Harvey's fear of interviews isn't news. What is news is how she's surrounded herself with mystery on the new record as well as in person. Having literally made herself naked on previous albums, she cloaks her emotions in personal songs on To Bring You My Love. Instead of singing about being "Happy and Bleeding" upon the sight of her menstrual blood, she tells strange stories about looking for lovers under bridges, or about guys with exotic names like "Teclo". But Harvey denies that she kept a protective veil over the songs because she was tired of past probings. "I feel as close to these songs as I have with any songs, probably closer," she says. "and they feel very much a part of me. They came from inside me and I didn't consciously create some other story to tell. They all came from things I feel."

"Making music and writing songs to me has always been a very personal thing. Really it's just an airing of what I feel, it's my outlet to get stuff out of myself that needs to be got out, otherwise it will just kind of fester away and it won't do you any good." She pauses ominously. "sometimes I think I don't really want anyone else to hear it."

Full of respect for Harvey's talent, I nonetheless begin to lose sympathy for her repeated complaints about success. Yet I'm also sensitive to the psychic toll music-biz pressures can take on sensitive souls; we all just got a huge wake-up call at that number, after all. Harvey says she's still "hollowed out" by Kurt Cobain's suicide. "A lot of why I felt deeply upset by it is because of the low point I had reached at that time, and knowing what a struggle it is constantly between the music and the industry side of it, the business side, the money side. Knowing how it has been for me, and then imagining what it must have been like for him- which was 100 times greater- I could see why he would have got to that point."
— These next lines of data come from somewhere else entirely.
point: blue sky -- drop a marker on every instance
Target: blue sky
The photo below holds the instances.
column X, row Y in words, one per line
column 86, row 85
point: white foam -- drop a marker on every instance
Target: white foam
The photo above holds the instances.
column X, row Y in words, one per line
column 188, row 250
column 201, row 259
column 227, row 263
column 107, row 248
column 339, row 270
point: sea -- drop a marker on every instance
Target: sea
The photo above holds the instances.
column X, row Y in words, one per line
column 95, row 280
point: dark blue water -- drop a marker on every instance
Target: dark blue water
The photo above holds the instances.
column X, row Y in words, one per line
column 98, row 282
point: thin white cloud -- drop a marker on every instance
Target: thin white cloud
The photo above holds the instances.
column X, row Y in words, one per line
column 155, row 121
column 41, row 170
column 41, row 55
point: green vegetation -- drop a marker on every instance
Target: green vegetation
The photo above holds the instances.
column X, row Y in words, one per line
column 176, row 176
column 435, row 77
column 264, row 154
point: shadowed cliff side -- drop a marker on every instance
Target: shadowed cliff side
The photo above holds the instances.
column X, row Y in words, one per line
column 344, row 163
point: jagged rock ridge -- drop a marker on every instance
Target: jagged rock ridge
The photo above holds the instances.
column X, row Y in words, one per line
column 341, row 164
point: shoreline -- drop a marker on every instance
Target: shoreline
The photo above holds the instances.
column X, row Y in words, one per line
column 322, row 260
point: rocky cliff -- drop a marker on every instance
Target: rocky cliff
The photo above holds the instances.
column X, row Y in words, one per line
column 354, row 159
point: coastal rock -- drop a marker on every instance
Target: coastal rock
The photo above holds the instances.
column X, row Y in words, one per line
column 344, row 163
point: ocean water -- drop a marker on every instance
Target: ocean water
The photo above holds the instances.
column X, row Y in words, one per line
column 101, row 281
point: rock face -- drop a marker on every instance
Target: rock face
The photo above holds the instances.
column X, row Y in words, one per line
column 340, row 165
What alarms the ardent feminist and fan in me is the fear that by making herself a Kate Bush-style recluse Harvey is actually caving in to those pressures. Her craving for domesticity is understandably human, but has disturbing implications for those of us eager for brave examples. "It has to do with what we were saying about getting older," she says. "You feel like there are lots of other things that are important in life, things that are equally as important or more important. You have to readjust the balance a bit. Up until now music's been the most important thing. But I'd like to be able to spend more time at my home, which I haven't really had time to do. I want to settle down [she starts to laugh] and have a family. I want to make cookies and cakes and do the washing and ironing and painting and decorating."

Harvey laughs because she knows such wishes are neither quite genuine nor possible. Persephone-like, she's made her deal: She gets to spend half of her time trying to be a real person in Dorset, half in the hellish maw of the recording industry. But she admits it's not so bad. "I've got the most balanced head on I've ever had. I'm coping pretty well. Yeah, maybe I'll want to carry on making records for another 10 years- who knows?"


Evelyn McDonnell writes for various publications including Rolling Stone and the Village Voice. This is her first story for Option.